He heard the same desperation in her voice that he felt inside, but why should she feel desperate when she was saying such stupid things?
She never remembered to carry tissues, and she wiped her nose with the back of her hand. “Today you asked me what you could do to make me happy, and I lashed out instead of saying what I wanted to. Do you know what I wanted to say?”
He knew, and he didn’t want to hear. He didn’t want her to tell him how boring he was, and that he was losing his hair, and that he wasn’t even close to being the man she deserved. He didn’t want her to tell him that he’d served his purpose by giving her children and now she wished she’d chosen differently, someone more like her.
Tears made silver streaks on her cheeks. “Just love me, Harry. That’s what I wanted to say. Love me like you used to. Like I was special instead of a cross you have to bear. Like the differences between us are good things instead of something awful. I want it to be the way it used to be when you looked at me as though you couldn’t believe I was yours. Like I was the most wonderful creature in the world. I know I don’t look the way I did then.

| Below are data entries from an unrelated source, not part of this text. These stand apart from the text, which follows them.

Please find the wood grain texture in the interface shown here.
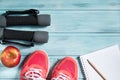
[1,11,120,32]
[0,0,120,10]
[0,0,120,80]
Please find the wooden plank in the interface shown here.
[0,56,83,80]
[0,32,120,80]
[0,0,120,10]
[0,33,120,56]
[1,11,120,32]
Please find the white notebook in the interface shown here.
[80,45,120,80]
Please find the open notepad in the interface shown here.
[80,45,120,80]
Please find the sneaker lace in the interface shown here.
[51,73,70,80]
[24,68,45,80]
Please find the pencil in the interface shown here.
[87,59,107,80]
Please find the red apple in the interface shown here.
[1,46,21,67]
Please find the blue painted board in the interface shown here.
[0,0,120,10]
[0,0,120,80]
[0,11,120,32]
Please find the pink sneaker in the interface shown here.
[51,57,78,80]
[20,50,49,80]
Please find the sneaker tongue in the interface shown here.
[52,72,71,80]
[25,68,45,80]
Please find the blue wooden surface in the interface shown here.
[0,0,120,80]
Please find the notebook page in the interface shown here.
[80,45,120,80]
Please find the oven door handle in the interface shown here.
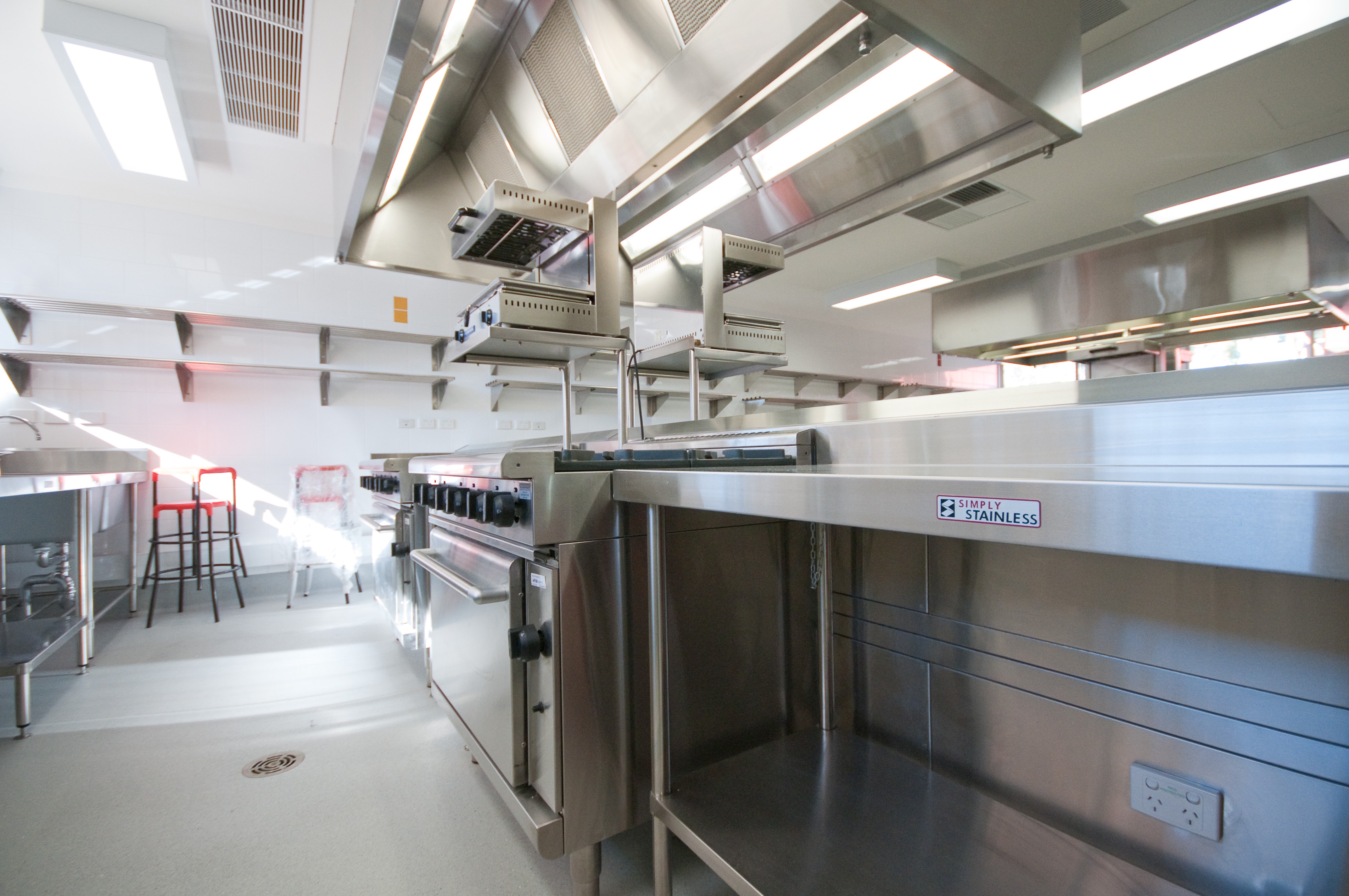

I know I have stretch marks everywhere, and I know how much you used to love my breasts, and now they’re halfway to my knees, and I hate this, and I hate that you don’t love me like you used to, and I hate the fact that you’re making me beg!”
This was absurd. Completely illogical. This was so wrong he couldn’t figure out what to say to set it straight. Of all the… He opened his mouth, but he didn’t know where to start, so he closed it, tried again. It was too late. She’d already fled.
He stood there, numb, trying to figure out what had hit him. She was everything to him. How could she think, even for a moment, that he didn’t love her? She was the center of his world, the breath of his life. It wasn’t him… She was the one who couldn’t love enough.
He sagged down on the side of the bed and dropped his forehead into his hands. She didn’t think he loved her? He wanted to howl.
A door creaked, and the hairs stood on the back of his neck, because the noise hadn’t come from the hallway. It had come from across the room.
He lifted his head. There was a bathroom… Dread pooled in his stomach as the door opened and a man stepped out. Tall, good-looking, with a full head of hair.
Ren Gage shook his head and looked at Harry with pity. “Man, you are so screwed.”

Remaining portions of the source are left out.